Gamma Curves for Capture
As explained capture gamma is the reciprocal of display gamma and therefore majority of cameras capture a standard video gamma (0.45) or in some cases an HDR gamma (logarithmic). I do not want this post to become a deep dive on HDR video of which I have written enough however to stay on course I want to compare traditional gamma (non linear) and log gamma.
In the following graph you see the bit codes output vs input of a standard video gamma (1/2.2) a cine gamma (1/2.6) and a log gamma (v-log).
In broad terms you can see that a video gamma produces an output of 3865 vs 16383 bits, a cinema gamma sets at 3166, while a Log gamma can take all 14 bits of data and still be within bit value 960.
It follows that to store the whole set of values read at 14 bits into a 10 bits container a standard gamma needs to do some scaling while a log gamma does not need scaling to fit into a 10 bits container. This also explains why exposure values in log are 2 stops higher than standard video for a 14 bit range, while for a 12 bit range the offset is one stop. As the meter is using a standard RGB gamma all values are rescaled back.
You notice that at no point here I have made references to dynamic range. The camera dynamic range is solely related to the maximum well capacity vs the read noise and it does not relate to the gamma curve being used, however the different compression of the gamma curve have an effect on how tones are mapped and on the perceived dynamic range.
Camera Dynamic Range vs Display Dynamic Range
The overall camera dynamic range influences what you can do with your content and if it is worthwhile to produce an HDR version or not.
If we compare the previous table of display dynamic range vs camera dynamic range and we focus on nominal values (SNR=1) and photographic (SNR=20) we can see what device we need for our purpose.
Dynamic Range by Sensor Type
We can see that if all we need to do is to output on a mobile device or a computer monitor smaller sensor are adequate, however for HDR production larger format are preferred.
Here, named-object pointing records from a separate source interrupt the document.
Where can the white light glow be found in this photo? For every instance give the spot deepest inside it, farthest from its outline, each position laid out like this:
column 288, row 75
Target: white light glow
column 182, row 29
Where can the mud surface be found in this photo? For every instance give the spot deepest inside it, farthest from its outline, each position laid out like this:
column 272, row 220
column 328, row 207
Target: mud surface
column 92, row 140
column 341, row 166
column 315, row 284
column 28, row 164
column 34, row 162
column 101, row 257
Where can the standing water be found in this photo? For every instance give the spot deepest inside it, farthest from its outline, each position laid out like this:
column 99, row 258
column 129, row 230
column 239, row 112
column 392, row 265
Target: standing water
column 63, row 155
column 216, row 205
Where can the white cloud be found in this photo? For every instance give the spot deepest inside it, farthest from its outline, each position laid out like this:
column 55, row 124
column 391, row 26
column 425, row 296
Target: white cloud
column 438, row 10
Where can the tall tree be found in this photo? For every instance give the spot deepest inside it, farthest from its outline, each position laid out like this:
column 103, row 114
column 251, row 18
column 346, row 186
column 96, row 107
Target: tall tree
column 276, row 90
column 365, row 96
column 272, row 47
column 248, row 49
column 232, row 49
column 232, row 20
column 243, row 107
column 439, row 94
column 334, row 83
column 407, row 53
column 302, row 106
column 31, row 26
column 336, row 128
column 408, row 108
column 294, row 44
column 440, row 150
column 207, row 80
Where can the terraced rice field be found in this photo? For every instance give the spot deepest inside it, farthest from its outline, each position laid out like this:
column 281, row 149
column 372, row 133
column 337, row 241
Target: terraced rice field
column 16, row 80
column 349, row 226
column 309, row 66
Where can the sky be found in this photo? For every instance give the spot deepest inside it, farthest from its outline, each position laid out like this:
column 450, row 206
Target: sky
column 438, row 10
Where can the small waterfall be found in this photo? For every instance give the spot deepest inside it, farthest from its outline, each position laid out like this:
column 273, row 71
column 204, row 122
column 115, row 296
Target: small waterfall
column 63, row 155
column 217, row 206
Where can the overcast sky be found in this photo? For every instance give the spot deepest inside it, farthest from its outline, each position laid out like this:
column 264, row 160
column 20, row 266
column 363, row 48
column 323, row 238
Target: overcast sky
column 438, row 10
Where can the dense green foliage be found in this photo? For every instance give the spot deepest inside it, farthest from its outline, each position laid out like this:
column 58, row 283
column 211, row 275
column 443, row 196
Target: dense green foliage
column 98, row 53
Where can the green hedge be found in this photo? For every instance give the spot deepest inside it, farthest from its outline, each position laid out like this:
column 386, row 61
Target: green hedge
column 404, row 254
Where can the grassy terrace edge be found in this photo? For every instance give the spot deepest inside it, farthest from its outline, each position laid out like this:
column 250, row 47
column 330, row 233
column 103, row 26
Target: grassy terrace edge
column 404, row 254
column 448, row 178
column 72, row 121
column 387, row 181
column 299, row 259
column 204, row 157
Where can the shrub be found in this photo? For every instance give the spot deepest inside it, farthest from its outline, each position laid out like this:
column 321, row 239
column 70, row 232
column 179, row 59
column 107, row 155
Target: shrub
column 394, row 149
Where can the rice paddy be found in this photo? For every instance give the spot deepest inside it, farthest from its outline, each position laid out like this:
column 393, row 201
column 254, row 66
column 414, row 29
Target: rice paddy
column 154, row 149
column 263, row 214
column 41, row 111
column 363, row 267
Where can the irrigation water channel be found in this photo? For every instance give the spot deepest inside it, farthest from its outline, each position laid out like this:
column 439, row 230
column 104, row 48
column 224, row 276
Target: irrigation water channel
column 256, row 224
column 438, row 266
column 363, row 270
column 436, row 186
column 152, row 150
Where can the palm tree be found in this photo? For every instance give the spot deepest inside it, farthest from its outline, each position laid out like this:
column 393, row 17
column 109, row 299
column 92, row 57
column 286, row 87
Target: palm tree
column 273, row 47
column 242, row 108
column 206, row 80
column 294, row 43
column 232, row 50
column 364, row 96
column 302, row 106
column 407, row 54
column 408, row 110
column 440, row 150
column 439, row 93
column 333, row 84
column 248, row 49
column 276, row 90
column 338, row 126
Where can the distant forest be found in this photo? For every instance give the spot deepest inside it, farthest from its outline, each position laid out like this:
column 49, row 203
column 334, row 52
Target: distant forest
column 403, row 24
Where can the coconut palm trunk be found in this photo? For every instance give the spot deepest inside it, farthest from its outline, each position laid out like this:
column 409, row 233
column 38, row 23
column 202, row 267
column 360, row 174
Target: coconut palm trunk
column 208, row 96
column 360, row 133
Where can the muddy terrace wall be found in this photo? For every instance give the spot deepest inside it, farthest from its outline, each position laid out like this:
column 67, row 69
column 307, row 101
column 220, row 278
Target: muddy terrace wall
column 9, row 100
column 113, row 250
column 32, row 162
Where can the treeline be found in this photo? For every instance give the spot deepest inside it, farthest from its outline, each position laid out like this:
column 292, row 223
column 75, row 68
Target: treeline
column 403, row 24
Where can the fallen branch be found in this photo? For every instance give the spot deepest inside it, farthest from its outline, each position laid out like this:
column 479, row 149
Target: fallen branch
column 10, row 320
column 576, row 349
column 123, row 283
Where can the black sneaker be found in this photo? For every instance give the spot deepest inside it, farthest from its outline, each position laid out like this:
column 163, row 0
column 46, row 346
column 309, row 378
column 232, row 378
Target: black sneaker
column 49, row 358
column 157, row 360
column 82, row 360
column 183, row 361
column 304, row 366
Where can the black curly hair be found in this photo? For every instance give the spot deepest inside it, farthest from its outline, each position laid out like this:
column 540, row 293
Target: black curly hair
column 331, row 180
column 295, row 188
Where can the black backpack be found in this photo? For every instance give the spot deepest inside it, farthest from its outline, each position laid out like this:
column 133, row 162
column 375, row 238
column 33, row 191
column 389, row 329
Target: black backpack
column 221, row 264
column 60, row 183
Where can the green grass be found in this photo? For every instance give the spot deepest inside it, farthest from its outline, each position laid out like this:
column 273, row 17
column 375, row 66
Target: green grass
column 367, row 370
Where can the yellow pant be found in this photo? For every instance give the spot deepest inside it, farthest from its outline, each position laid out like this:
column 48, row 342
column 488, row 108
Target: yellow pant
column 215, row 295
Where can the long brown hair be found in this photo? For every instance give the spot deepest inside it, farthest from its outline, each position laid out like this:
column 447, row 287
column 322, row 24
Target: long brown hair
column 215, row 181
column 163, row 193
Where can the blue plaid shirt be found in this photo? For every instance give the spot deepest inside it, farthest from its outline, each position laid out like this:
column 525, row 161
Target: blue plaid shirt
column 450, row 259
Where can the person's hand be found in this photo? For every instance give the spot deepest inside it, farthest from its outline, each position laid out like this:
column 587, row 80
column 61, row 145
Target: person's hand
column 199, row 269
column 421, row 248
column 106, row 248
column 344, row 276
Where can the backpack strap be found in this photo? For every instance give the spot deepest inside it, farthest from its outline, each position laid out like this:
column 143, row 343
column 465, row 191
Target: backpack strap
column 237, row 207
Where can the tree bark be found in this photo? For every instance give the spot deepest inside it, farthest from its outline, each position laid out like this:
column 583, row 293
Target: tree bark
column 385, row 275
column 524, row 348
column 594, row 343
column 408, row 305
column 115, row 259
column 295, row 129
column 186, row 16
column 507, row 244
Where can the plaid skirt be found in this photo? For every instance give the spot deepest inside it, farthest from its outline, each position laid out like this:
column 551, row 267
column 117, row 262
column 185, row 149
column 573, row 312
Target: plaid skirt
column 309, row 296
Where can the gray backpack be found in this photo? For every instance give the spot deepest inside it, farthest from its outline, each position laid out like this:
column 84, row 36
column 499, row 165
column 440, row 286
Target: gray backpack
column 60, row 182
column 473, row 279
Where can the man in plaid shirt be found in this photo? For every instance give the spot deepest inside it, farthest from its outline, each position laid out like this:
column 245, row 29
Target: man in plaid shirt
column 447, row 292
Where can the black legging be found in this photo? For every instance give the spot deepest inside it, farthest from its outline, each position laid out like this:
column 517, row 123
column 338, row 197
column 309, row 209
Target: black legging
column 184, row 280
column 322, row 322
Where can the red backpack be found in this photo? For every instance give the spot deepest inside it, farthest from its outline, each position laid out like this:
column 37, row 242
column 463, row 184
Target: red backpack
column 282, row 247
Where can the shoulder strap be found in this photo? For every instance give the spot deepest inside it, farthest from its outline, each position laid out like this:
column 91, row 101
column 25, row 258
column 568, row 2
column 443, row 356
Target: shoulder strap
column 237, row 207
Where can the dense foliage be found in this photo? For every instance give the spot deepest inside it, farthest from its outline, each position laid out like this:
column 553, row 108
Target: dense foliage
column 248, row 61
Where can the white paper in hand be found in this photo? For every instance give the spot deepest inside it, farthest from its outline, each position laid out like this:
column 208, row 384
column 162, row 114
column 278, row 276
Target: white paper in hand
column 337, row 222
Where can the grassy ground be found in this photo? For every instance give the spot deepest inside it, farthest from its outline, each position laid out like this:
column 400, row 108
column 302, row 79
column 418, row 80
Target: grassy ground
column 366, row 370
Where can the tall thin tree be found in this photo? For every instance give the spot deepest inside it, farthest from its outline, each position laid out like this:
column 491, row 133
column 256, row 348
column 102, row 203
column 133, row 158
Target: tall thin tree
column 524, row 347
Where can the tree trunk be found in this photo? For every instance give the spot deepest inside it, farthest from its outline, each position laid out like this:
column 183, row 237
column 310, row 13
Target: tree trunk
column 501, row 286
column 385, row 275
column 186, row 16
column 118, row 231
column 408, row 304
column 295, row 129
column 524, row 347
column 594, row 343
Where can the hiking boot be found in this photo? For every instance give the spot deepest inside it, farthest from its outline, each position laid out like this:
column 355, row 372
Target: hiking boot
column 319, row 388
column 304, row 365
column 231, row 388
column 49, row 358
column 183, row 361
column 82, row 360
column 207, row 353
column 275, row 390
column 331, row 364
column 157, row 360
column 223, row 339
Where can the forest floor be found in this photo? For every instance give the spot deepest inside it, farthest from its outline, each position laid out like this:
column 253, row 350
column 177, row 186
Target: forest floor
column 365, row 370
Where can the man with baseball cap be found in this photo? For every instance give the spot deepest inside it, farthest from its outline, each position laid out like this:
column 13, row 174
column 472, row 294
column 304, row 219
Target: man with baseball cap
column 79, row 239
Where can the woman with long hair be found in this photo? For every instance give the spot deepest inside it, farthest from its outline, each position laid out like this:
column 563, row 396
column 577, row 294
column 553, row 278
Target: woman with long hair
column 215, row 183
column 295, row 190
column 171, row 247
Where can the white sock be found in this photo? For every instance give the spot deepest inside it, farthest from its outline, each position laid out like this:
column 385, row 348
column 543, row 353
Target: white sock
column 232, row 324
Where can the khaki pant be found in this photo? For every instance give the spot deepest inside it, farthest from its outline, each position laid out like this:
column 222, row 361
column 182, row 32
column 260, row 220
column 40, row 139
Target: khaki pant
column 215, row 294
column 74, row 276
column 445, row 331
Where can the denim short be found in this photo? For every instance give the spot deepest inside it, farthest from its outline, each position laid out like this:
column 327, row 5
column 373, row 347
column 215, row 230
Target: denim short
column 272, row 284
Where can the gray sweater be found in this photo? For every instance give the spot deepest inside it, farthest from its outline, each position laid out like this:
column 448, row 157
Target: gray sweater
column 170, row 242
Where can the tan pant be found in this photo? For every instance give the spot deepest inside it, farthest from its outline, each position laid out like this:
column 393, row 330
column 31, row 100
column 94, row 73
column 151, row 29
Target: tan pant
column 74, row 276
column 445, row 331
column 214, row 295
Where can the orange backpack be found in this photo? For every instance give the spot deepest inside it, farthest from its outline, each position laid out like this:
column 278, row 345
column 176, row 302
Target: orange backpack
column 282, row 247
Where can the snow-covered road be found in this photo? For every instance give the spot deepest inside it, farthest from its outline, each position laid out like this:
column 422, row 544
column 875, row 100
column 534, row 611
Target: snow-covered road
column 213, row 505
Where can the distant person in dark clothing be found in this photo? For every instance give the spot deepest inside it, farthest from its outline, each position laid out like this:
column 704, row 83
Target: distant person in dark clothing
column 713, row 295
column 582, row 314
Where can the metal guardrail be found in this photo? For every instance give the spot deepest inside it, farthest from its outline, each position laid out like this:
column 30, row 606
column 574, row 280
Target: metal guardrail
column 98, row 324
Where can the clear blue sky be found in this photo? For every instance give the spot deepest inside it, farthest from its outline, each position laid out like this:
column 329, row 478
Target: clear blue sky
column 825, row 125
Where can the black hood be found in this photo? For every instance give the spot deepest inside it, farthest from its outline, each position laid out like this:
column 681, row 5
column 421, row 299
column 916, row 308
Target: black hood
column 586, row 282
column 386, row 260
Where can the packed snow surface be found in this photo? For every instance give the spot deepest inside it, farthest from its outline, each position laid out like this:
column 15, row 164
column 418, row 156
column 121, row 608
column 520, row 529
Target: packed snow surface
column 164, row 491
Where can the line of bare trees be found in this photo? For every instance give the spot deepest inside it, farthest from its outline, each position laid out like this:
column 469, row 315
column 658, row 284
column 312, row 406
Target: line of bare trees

Obviously we can stretch SNR to lower values and this will upgrade the above table of 1 stops or so but not change our reasoning substantially.
Gamma curves vs Bit codes mapping
The various gamma curves have a different distribution of tones (bit values), in this table I compare a video gamma vs cinema a reduced 12 stops log and a full Vlog for a full frame sensor camera.
For the purpose of this comparison blacks are bit codes in the lowest 10%, Shadows are up to 18%, midtones up to 75%, highlights up to 90% and whites above. Blacks and whites do not have color information but just brightness while shadows, midtones and highlights contain respectively dark, medium and light hues.
A standard video gamma has over 45% of midtones, those are the colors and tones with intermediate values so produce softer tones. Shadows are just above 35% with highlights under 10% and blacks and whites around 5%.
If we look at a cinema gamma we can see that shadows are now predominant and very close to the midtones, highlights, whites and blacks are compressed.
V-LogL (12 stops DR 12 bit implementation) has the largest range in shadows, midtones are compressed around 50% compared to a video gamma, blacks are subtantially more than a video gamma, and while highlights are compressed, whites are super whites are greatly expanded.
Full VLog is dominated by whites that make 38% of the bit values, Shadows are at 32% with midtones now under 20% and highlights compressed. Blacks remain expanded.
Choosing a Gamma Curve for your Video Project
Our decision tree starts from the content which determines the device we need. Once we have a device capable of a given dynamic range we can make appropriate choices in terms of gamma curve.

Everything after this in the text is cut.